During the Q&A session I asked the question. – The tension between impose and emerge has been around for centuries. I imagined John Dewey would be cheering on enterprise 2.0 if he was still around. Andrew at first thought I was speaking about the library system guy – I actually meant Dewey the education reformer who pushed for discovery learning and letting learners learn through emergence. I said the two Deweys might be on opposite sides of the issue. Anyway, I asked if he thought that if he taught his class 40 years ago would he get the same response? In other words are the tools leading the change? or Are the tools enabling people to do something they naturally want to do but were unable to do with prior tools? Andrew agreed with the second option (and so do I – think this is a major reason for the power and potential of the tools. – These tools speak to and enable real needs that existed before the tools.)

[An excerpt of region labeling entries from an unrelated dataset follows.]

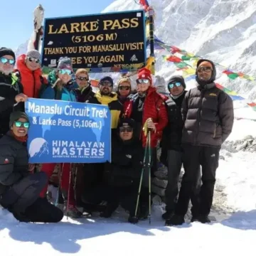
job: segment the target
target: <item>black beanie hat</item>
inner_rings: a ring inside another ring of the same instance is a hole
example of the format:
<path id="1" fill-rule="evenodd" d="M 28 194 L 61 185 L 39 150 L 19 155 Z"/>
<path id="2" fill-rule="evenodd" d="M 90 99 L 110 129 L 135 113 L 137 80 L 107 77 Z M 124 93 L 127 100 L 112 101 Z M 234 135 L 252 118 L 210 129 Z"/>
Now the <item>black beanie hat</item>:
<path id="1" fill-rule="evenodd" d="M 20 118 L 25 118 L 29 122 L 28 117 L 27 114 L 21 111 L 16 111 L 11 114 L 10 116 L 10 122 L 9 122 L 9 127 L 10 128 L 12 127 L 15 121 L 17 121 Z"/>
<path id="2" fill-rule="evenodd" d="M 122 118 L 118 124 L 117 130 L 119 131 L 119 129 L 124 125 L 129 125 L 133 128 L 135 125 L 135 122 L 134 119 L 130 118 Z"/>
<path id="3" fill-rule="evenodd" d="M 111 86 L 113 86 L 113 85 L 114 85 L 114 81 L 113 81 L 113 80 L 112 79 L 112 78 L 110 78 L 110 76 L 106 76 L 106 77 L 102 78 L 100 80 L 99 86 L 100 86 L 100 84 L 101 84 L 102 82 L 104 82 L 104 81 L 107 81 L 107 82 L 111 82 Z"/>
<path id="4" fill-rule="evenodd" d="M 196 64 L 196 81 L 201 84 L 202 83 L 201 81 L 200 81 L 199 78 L 198 78 L 198 73 L 197 73 L 197 69 L 198 68 L 200 64 L 204 61 L 206 61 L 206 62 L 208 62 L 210 63 L 212 66 L 213 66 L 213 73 L 212 73 L 212 75 L 210 77 L 210 79 L 207 81 L 207 83 L 210 83 L 210 82 L 214 82 L 214 80 L 216 79 L 216 75 L 217 75 L 217 73 L 216 73 L 216 68 L 213 63 L 213 61 L 210 60 L 207 60 L 207 59 L 201 59 L 198 61 L 197 64 Z"/>
<path id="5" fill-rule="evenodd" d="M 6 48 L 6 47 L 1 47 L 0 48 L 0 58 L 6 55 L 9 55 L 14 57 L 14 60 L 16 60 L 15 53 L 11 49 Z"/>
<path id="6" fill-rule="evenodd" d="M 172 76 L 169 82 L 168 82 L 168 84 L 167 84 L 167 86 L 169 83 L 172 83 L 172 82 L 179 82 L 181 83 L 181 85 L 183 86 L 183 87 L 184 89 L 186 89 L 186 83 L 185 83 L 185 80 L 184 80 L 184 78 L 182 75 L 174 75 Z M 169 90 L 169 88 L 168 88 Z"/>

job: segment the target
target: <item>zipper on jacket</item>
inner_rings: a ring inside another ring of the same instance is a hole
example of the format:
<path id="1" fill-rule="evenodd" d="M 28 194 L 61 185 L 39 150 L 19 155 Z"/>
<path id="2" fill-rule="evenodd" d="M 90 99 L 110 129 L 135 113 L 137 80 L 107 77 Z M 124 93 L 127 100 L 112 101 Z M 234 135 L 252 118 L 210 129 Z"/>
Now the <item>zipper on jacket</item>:
<path id="1" fill-rule="evenodd" d="M 33 89 L 34 93 L 33 93 L 33 97 L 36 97 L 36 78 L 35 78 L 35 71 L 33 71 L 33 80 L 34 80 L 34 89 Z"/>
<path id="2" fill-rule="evenodd" d="M 214 123 L 214 132 L 213 132 L 213 138 L 215 138 L 216 137 L 216 129 L 217 129 L 217 124 L 215 122 Z"/>
<path id="3" fill-rule="evenodd" d="M 196 145 L 197 144 L 197 139 L 198 139 L 198 136 L 199 134 L 199 127 L 200 127 L 200 124 L 201 124 L 201 112 L 202 110 L 202 102 L 203 102 L 203 91 L 202 90 L 201 92 L 201 95 L 200 95 L 200 101 L 199 101 L 199 107 L 198 107 L 198 114 L 197 114 L 197 129 L 196 132 L 196 134 L 195 134 L 195 137 L 194 137 L 194 144 Z"/>

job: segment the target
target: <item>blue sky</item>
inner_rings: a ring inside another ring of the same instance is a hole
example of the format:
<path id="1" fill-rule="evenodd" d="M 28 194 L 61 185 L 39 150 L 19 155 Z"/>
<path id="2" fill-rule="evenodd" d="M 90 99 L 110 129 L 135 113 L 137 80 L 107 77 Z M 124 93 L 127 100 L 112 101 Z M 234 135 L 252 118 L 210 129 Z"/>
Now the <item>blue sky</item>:
<path id="1" fill-rule="evenodd" d="M 16 49 L 31 36 L 33 10 L 41 4 L 45 18 L 100 13 L 114 0 L 0 0 L 0 47 Z"/>

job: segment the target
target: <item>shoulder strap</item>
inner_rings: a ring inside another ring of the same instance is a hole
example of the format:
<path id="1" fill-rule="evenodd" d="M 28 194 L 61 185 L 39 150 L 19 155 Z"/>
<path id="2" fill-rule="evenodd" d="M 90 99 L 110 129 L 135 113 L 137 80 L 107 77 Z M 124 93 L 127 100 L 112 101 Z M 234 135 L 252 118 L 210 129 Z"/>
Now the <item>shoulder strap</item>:
<path id="1" fill-rule="evenodd" d="M 42 85 L 43 85 L 45 83 L 44 79 L 42 75 L 40 75 L 40 82 L 41 82 Z"/>
<path id="2" fill-rule="evenodd" d="M 166 100 L 166 97 L 164 95 L 161 95 L 161 94 L 159 94 L 160 97 L 156 101 L 156 110 L 157 112 L 159 112 L 160 110 L 161 106 L 162 105 L 164 105 L 165 100 Z"/>

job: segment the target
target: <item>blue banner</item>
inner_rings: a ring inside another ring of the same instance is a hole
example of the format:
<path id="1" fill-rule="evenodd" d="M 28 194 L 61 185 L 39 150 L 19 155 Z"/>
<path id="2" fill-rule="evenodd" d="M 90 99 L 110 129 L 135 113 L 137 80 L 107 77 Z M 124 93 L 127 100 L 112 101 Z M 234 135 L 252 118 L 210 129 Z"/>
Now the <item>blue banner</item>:
<path id="1" fill-rule="evenodd" d="M 29 163 L 111 161 L 111 114 L 107 106 L 29 98 L 25 105 Z"/>

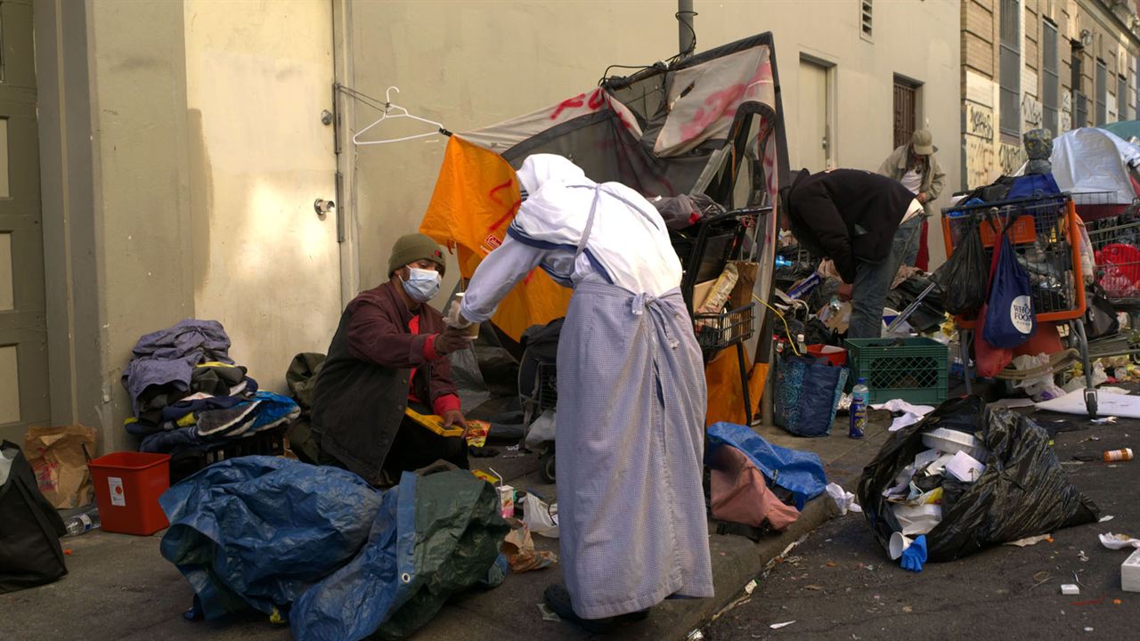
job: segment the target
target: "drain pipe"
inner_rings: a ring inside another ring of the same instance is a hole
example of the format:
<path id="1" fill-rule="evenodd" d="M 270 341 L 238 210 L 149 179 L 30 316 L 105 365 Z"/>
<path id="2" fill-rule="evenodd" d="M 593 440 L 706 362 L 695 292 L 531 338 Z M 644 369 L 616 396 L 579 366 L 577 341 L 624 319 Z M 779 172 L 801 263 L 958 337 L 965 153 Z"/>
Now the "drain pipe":
<path id="1" fill-rule="evenodd" d="M 684 58 L 697 48 L 697 31 L 693 29 L 693 0 L 677 0 L 677 47 L 678 55 Z"/>

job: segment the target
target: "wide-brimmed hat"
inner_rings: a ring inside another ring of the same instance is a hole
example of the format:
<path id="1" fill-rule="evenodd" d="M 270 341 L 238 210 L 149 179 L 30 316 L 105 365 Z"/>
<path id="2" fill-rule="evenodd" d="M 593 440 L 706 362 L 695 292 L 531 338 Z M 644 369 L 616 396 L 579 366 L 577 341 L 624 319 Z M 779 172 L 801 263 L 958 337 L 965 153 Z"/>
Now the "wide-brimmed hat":
<path id="1" fill-rule="evenodd" d="M 920 156 L 929 156 L 934 153 L 934 137 L 926 129 L 919 129 L 911 133 L 911 151 Z"/>

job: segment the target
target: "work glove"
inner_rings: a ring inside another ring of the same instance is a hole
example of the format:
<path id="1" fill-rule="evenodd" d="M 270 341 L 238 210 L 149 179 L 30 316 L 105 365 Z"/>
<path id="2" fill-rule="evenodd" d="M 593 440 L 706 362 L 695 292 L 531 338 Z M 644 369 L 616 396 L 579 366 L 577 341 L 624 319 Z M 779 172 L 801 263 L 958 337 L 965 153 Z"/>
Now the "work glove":
<path id="1" fill-rule="evenodd" d="M 922 571 L 922 563 L 926 562 L 926 535 L 915 538 L 910 547 L 903 550 L 903 557 L 898 560 L 898 563 L 903 566 L 904 570 L 911 570 L 912 573 Z"/>
<path id="2" fill-rule="evenodd" d="M 465 349 L 471 344 L 471 338 L 463 330 L 448 327 L 435 334 L 435 354 L 447 355 Z"/>
<path id="3" fill-rule="evenodd" d="M 463 330 L 471 326 L 471 320 L 464 318 L 463 314 L 459 313 L 461 307 L 459 299 L 455 299 L 451 301 L 451 306 L 447 308 L 447 316 L 443 318 L 443 322 L 447 323 L 448 327 Z"/>

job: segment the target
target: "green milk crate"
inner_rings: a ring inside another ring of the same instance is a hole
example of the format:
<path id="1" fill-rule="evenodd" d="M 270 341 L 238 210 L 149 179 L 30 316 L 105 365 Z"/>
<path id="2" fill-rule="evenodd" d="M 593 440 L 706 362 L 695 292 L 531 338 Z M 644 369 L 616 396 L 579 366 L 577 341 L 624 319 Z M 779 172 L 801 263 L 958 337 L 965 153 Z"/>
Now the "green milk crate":
<path id="1" fill-rule="evenodd" d="M 847 365 L 852 371 L 848 384 L 866 379 L 874 404 L 899 398 L 938 405 L 950 391 L 950 351 L 934 339 L 849 339 Z"/>

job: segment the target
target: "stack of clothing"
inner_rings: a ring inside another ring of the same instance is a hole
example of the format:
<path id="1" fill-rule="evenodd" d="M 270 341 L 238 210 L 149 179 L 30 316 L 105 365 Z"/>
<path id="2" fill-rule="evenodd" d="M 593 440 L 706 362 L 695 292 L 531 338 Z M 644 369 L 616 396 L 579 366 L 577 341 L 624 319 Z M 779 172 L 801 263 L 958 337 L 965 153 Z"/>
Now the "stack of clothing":
<path id="1" fill-rule="evenodd" d="M 125 428 L 141 438 L 139 451 L 201 453 L 296 419 L 296 404 L 259 391 L 229 346 L 217 320 L 187 319 L 139 339 L 123 373 L 135 414 Z"/>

Andrew said that we got the tool kit for “impose” during the 90s (in the form of enterprise applications) now we have the tool kit for “emerge” – this is why it is not just hype from the vendors but addressing a real need.
Someone asked if enterprise apps and the new enterprise 2.0 apps will get together – many big enterprise apps are adding enterprise 2.0 – but will they succeed? – Andrew said he had concerns because it against their DNA, which is to impose. (a number of the enterprise 2.0 tools are proving ways to integrate with traditional enterprise applications and a number of the enterprise applications are providing open APIs to facilitate this integration. I think this is a better plan than having the enterprise applications building their own enterprise 2.0 apps)
I was thinking another question but there was not time. All of the discussion about enabling emergence is wonderful and I totally support it, as it is part of my DNA. However, there is another aspect as these tools enable something that rides the boundary of “impose” and “emerge,” that is accountability. The transparency allows senior executives to actually see much better what is going on in their organization and more proactively manage. In one example, XM Radio said that their first on-time and on-budget product launch occurred when they switched to enterprise 2.0. This increased transparency gives senior management an increased opportunity to impose or support. I wonder what Andrew’s perspective would be on this issue. (If he responds on the Fast Forward blgo I will add it here) I am also interested in yours.